Friday, February 02, 2007

Detour: Amazing Race

The month of January was "Amazing Race" month for the children at Van Dyke. At Detour (our Wednesday night kid's service), one of our activity workshops was themed similar to the popular adventure race television show. For four weeks, each night kids raced from room to room, performing activities like:
  • Completely wrapping a team member in toilet paper
  • Assembling a 100-piece jigsaw puzzle
  • Using spoons held in their mouths to feed pudding to another team-mate
  • Drinking a baby bottle full of water (very time-consuming)
  • Solving word-scrambles, identifying bible names, etc.
  • Eating baby food
  • Drinking pickle juice
  • Finding a hard-boiled egg in a bowl full of unboiled eggs
It was crazy to watch but it was one of the most exciting pieces of children's ministry that I've ever seen. My daughter's team finished nearly last every week but still had a blast. I learned a lot of new things about various kids just watching them interact under pressure -- things I'd never see if they were sitting at a table listening to a bible story.
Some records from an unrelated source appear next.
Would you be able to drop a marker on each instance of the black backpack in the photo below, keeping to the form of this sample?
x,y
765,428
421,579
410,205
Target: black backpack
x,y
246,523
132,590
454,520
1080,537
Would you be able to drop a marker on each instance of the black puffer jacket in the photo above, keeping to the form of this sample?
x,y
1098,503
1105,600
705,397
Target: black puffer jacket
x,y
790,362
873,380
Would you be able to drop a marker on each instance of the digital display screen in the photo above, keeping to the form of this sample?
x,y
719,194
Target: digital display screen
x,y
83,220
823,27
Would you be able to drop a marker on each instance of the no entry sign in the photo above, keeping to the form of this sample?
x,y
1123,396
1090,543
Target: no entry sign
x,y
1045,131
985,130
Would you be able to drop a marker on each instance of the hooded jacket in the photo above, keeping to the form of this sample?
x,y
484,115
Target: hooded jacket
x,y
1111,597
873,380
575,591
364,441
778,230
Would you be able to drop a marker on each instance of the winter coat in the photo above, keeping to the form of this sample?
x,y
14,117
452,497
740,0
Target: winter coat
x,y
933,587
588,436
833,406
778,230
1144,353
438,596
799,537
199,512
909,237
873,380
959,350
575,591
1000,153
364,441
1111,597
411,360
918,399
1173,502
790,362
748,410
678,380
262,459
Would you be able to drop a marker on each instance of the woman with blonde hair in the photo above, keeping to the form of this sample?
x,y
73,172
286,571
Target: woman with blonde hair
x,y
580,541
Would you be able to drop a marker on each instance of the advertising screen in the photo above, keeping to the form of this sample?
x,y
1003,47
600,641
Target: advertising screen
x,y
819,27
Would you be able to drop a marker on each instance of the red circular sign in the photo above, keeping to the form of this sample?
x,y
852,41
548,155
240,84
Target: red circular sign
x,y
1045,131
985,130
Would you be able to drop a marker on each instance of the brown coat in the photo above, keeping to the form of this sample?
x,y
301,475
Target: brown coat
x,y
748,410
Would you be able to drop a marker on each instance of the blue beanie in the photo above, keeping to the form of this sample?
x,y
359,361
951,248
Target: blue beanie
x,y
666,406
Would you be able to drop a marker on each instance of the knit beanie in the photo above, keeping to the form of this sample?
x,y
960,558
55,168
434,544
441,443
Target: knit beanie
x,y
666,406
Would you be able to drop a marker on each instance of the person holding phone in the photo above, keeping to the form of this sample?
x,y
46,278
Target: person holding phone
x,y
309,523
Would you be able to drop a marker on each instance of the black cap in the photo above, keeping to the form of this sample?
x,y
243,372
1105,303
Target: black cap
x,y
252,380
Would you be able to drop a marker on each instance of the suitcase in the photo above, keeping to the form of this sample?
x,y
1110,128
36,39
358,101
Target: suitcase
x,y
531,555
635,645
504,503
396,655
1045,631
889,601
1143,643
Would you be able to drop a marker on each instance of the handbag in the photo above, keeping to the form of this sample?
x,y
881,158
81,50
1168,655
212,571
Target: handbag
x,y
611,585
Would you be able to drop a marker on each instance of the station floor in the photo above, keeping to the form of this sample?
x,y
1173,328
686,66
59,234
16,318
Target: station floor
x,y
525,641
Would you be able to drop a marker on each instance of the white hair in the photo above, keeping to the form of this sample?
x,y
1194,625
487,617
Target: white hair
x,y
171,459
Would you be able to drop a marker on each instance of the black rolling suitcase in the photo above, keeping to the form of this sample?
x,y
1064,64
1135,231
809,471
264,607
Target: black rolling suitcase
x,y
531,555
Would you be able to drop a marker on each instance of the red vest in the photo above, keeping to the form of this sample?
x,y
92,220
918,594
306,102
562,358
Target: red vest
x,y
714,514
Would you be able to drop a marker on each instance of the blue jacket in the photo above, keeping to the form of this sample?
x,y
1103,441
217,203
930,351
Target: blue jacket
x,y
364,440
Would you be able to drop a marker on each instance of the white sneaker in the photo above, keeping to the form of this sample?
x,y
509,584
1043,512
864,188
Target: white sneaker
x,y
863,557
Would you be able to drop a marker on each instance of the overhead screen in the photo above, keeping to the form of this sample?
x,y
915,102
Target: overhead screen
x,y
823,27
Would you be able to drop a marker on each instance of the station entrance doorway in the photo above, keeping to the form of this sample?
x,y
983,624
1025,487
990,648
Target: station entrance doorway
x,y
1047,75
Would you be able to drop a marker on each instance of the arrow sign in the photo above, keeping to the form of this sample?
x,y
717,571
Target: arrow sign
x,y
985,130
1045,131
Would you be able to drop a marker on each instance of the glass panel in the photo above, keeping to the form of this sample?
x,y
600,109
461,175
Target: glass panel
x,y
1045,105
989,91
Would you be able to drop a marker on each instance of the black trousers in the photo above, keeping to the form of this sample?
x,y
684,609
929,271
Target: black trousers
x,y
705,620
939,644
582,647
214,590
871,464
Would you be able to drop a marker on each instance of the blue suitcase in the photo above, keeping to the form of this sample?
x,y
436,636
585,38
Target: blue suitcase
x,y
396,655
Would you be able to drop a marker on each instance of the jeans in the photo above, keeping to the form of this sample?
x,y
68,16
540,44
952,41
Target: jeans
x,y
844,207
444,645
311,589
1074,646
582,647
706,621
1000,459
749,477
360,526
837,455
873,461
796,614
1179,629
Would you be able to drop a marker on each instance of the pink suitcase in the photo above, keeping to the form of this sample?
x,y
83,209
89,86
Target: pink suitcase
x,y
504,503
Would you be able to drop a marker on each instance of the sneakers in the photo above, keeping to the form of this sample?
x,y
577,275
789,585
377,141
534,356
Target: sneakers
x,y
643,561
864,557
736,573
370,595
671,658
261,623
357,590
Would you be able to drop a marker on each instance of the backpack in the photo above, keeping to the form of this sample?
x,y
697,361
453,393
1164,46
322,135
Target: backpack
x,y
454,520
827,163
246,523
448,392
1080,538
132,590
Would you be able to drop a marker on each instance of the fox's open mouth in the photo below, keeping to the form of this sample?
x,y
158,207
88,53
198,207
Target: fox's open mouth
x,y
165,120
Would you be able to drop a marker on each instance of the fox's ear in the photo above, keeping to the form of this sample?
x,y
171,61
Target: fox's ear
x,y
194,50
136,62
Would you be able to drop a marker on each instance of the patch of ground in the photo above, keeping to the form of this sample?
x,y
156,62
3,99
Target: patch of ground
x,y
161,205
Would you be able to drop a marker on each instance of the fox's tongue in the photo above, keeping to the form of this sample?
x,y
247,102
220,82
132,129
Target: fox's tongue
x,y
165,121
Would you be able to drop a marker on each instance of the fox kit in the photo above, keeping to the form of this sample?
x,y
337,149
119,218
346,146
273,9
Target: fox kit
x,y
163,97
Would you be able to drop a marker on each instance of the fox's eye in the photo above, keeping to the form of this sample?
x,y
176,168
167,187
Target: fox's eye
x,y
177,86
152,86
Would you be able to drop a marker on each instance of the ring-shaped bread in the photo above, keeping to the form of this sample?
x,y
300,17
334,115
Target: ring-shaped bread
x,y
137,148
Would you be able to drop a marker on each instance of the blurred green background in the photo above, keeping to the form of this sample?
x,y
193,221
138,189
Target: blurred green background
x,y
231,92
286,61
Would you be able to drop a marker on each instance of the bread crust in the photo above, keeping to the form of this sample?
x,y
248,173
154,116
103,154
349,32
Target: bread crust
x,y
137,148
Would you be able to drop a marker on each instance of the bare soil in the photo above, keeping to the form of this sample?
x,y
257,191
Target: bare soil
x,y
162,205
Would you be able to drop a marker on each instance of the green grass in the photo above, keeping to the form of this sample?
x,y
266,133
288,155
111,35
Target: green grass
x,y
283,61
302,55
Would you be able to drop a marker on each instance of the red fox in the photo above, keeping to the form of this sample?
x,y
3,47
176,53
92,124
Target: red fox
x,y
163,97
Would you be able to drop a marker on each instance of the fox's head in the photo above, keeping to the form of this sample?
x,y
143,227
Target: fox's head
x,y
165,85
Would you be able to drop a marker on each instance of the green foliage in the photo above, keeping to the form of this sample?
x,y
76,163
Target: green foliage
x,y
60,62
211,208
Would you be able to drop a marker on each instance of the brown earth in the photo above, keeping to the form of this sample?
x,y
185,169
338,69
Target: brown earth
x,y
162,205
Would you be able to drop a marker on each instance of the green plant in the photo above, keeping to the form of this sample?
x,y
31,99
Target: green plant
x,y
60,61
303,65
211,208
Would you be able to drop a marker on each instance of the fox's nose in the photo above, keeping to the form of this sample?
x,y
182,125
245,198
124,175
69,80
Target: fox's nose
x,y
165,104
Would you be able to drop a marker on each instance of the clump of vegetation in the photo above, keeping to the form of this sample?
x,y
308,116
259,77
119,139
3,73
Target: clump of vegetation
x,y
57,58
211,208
I think my proudest moment was the first night when one of our most difficult kids tried this activity. Every week she tries something different and by the end of the night, she tells me that she hates it and wants to do something different. This was the first time she finished the night and said she loved it. Another first: she came back to the same activity the next week.

Almost all of the credit for this goes to Sarah Morris, who jumped on this activity idea and ran with it. It was amazing to watch her juggle 8 rooms of activities and clues to send kids racing back and forth. This was so successful that we're working to pull together another activity similar to "Fear Factor" for March. We've already had kids asking about it.

["The Amazing Race" is a trademark or something of CBS or some production company. We asked and received clearance from them to use the term "Amazing Race" and our own logo, but we could not use the term "The Amazing Race".]